Secondly, the charity, Parents Against Child Exploitation (Pace), published the results of a YouGov survey on professional and parental perspectives of child sexual exploitation. That report – ‘Are Parents in the Picture?’ – included significant reference to the developing use of technology in general, and to children’s use of mobile phones, in particular.

Thirdly, NSPCC published a report on younger children’s – that is 11 and 12 year-olds – use of social networking sites. The report is based on a wider survey of 1024 children aged 11–16 years old of whom 28% were in the younger category.

Having looked at the two reports and at the media comment on the Google and Microsoft decision, the best conclusion I can come to is that, in child protection terms, this is fast developing territory that we certainly need to understand better than we do, but the rush to conclusions needs to be tempered with more thought, and subject to much wider debate.

For example, much of the reaction to the decision on new software safeguards has suggested that it will have a limited effect on determined paedophiles, who, is it is alleged, use other hidden means to seek out the images they crave.

And we need to think through the implications of some of the findings of the two reports, noted above. The Pace report, in particular, deals with parental and professional concerns about child sexual exploitation that go much wider than the use of new technologies; and the NSPCC report throws light on wider-than-sexual abuse opportunities for cruelty, offered by the use of social networking sites.

I think the need for on-going debate and discussion is illustrated in a number of ways across the two reports particularly where they highlight some of the dilemmas and balanced relationship issues with which parents and professionals are having to grapple.

The growing use of social networking sites and mobile phones is unstoppable – and both bring huge benefits – as well as dangers to children and young people. Social life now depends on them in a way that would have been inconceivable even 10 years ago. The NSPCC report, for example suggest that many 11 and 12 year olds enrol on social networking sites as part of their transition to secondary school and as a way of making connections in a much bigger and more challenging world.

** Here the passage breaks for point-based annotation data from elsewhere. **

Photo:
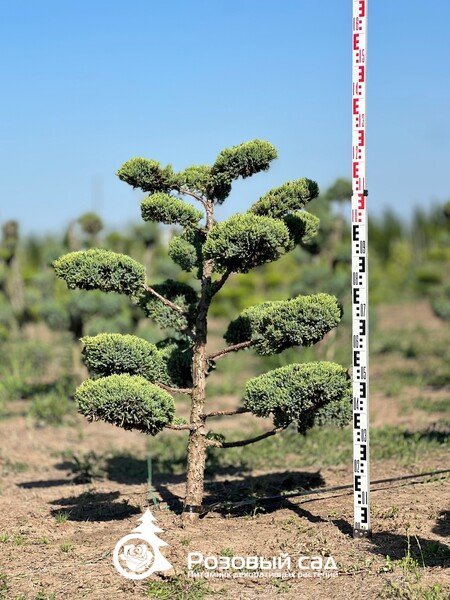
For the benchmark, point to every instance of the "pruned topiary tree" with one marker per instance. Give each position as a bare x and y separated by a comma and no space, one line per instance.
133,381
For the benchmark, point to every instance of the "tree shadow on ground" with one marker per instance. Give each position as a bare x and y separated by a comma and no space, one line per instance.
442,526
431,553
225,495
94,506
43,483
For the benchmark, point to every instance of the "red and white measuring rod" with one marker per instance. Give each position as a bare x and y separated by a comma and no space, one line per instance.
360,282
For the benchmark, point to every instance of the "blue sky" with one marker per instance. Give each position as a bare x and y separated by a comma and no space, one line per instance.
89,84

The Pace report says that the average at which children receive a mobile phone is 11, and that 84% of 12 year olds have one. But it notes that professionals are, in general, more worried about the dangers of mobile phone use that are parents.

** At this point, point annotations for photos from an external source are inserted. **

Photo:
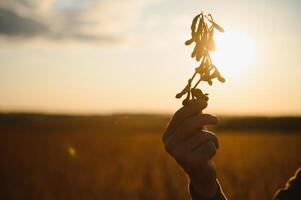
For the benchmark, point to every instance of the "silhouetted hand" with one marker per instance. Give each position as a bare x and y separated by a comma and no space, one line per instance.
192,146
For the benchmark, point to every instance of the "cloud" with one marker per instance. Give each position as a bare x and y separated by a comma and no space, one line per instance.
91,20
14,25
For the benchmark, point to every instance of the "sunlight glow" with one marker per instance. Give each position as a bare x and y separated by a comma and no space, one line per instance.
235,53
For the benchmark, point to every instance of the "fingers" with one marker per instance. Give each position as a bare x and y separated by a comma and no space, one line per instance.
192,124
194,107
200,137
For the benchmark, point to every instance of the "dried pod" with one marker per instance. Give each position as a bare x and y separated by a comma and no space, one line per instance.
185,102
216,26
198,94
193,24
189,42
203,37
218,76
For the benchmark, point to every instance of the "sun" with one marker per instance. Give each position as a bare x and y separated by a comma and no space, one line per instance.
235,52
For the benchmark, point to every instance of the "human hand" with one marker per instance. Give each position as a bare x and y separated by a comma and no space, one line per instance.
193,147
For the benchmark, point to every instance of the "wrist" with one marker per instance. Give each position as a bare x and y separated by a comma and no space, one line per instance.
204,190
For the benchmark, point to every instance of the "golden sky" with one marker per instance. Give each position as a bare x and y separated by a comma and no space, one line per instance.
116,56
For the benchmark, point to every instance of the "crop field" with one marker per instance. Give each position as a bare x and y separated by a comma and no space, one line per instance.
67,160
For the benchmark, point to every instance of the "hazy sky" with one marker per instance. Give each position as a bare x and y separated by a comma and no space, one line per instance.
108,56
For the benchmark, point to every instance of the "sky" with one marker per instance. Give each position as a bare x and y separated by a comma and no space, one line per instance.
117,56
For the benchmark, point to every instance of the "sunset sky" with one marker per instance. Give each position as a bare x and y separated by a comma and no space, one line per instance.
113,56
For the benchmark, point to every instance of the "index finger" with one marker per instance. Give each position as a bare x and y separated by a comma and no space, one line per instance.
194,107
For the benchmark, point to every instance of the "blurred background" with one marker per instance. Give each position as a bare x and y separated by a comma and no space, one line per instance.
87,87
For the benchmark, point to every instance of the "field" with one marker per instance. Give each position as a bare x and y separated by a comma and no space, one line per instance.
109,158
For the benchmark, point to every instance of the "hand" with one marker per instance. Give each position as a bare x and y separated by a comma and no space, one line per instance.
192,146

The report also suggests that levels of understanding of child sexual exploitation, more generally, are not so high among teachers, and parents feel even less knowledgeable. Even so, parents were much more likely to have talked to children about the risks posed by strangers and the internet, than to have discussed, those posed by mobile phones.

And, when it comes to doing something concrete to monitor and control mobile phone use, some of the suggested steps to increase protection show just what difficult territory this is, with 56% of parents thinking that monitoring of children’s texts (9-14 year-olds) was intrusive.

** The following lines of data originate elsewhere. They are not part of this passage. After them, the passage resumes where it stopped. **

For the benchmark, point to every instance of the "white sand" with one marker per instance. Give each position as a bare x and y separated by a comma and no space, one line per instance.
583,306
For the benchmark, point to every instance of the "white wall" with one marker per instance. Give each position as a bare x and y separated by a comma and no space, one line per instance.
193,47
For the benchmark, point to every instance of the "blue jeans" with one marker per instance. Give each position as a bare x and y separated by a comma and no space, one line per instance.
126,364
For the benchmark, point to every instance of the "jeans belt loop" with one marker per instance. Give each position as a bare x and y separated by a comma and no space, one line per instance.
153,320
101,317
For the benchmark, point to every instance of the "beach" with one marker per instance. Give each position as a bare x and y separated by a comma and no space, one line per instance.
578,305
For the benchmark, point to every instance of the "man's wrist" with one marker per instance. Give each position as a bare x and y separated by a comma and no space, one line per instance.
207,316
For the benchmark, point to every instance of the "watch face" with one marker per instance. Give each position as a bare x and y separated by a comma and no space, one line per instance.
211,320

I have one further thought to offer on the speed and complexity of the changes we are seeing, and on the need for really widespread debate about the way forward. Social networking sites and mobile phones are now part of the people’s real emotional worlds. We need to recognise that, and since that is the case, we need to think more widely about the children who may suffer, rather than gain from, that part of their life.

And we need to ask ourselves, to what extent, is it that group of children who are at most significant risk of serious abuse? In other words, we may need to more clearly redefine our concepts of increased vulnerability to include the experiences of children in the virtual (increasingly real) world: if I am made unhappy in that world (whatever my wider experiences), am I more likely to expose myself to the risk of real abuse?